A few limitations should be discussed. As is the case in any retrospective review, we may not have been able to control for unknown variables that may have been unbalanced between the cohorts. Furthermore, many of the variables examined had unknown/missing values, including 5.2% of tumor size, 70.2% of LVI, 67.8% of NVI, and 53.8% of BI. We excluded patients who received neoadjuvant therapy to avoid treatment effect on LNM; however, this greatly reduced the number of patients included in the study, including patients likely with larger tumors, given only 56 patients in our cohort had a primary tumor > 5 cm.
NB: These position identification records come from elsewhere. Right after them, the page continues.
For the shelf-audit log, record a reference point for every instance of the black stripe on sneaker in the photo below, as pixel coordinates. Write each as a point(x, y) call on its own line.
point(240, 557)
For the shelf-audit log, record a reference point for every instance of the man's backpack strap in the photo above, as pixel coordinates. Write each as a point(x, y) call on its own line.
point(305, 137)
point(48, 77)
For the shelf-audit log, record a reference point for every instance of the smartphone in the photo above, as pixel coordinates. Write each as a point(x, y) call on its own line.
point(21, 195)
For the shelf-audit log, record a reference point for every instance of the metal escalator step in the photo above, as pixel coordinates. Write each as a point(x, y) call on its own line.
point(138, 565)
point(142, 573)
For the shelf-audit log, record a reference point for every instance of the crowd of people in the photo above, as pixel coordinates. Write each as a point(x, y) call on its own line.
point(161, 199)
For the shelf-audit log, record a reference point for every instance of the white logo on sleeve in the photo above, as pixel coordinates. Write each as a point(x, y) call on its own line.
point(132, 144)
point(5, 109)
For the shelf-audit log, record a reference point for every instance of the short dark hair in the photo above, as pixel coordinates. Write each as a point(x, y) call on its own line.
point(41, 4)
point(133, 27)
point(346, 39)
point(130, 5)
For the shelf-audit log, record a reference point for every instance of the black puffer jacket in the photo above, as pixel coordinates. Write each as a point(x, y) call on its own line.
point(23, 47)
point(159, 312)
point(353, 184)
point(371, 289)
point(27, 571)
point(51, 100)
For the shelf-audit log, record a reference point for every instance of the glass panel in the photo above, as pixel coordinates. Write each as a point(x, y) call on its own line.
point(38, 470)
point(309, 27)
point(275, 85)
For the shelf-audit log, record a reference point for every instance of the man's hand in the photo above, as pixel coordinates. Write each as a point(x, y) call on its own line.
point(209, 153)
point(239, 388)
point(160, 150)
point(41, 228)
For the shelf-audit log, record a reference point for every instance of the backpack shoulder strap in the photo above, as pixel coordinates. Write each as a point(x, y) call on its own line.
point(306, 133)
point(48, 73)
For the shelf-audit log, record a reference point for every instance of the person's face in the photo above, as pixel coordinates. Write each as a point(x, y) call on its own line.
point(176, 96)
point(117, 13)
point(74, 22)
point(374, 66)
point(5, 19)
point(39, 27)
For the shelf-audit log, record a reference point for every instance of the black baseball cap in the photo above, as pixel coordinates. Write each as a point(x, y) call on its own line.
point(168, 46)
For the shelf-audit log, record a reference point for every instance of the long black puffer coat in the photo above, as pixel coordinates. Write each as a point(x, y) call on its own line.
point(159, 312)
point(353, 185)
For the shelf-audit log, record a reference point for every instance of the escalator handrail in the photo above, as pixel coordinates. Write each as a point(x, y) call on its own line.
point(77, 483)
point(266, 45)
Furthermore, the NCDB does not record data for lymph node size, the presence of extracapsular extension, or the type of procedure conducted for lymph node evaluation. We did not evaluate survival in our cohort since we excluded patients receiving neoadjuvant treatment, which is a group with worse prognostic factors and possibly worse overall survival (OS) [21]. Despite these limitations, this is the largest study of risk factors for LNM in trunk/extremity STS, and the factors identified in this study can be used by practitioners to select patients at high risk for harboring LNM who may benefit from SLNB, even in the absence of clinical evidence of nodal involvement.

6.3.6

Conclusions

This NCDB study of non-metastatic STS of the trunk and extremity shows that high-grade and CARE histology were associated with pathologically-proven LNM. Adult patients with both features have an overall 11.9% risk of LNM and may be considered for pathologic LN assessment, particularly with the presence of LVI or BI, where the risk of LNM is > 30%. Patients with proven LNM in the absence of distant metastatic disease can be considered for regional lymphadenectomy based on current NCCN guidelines.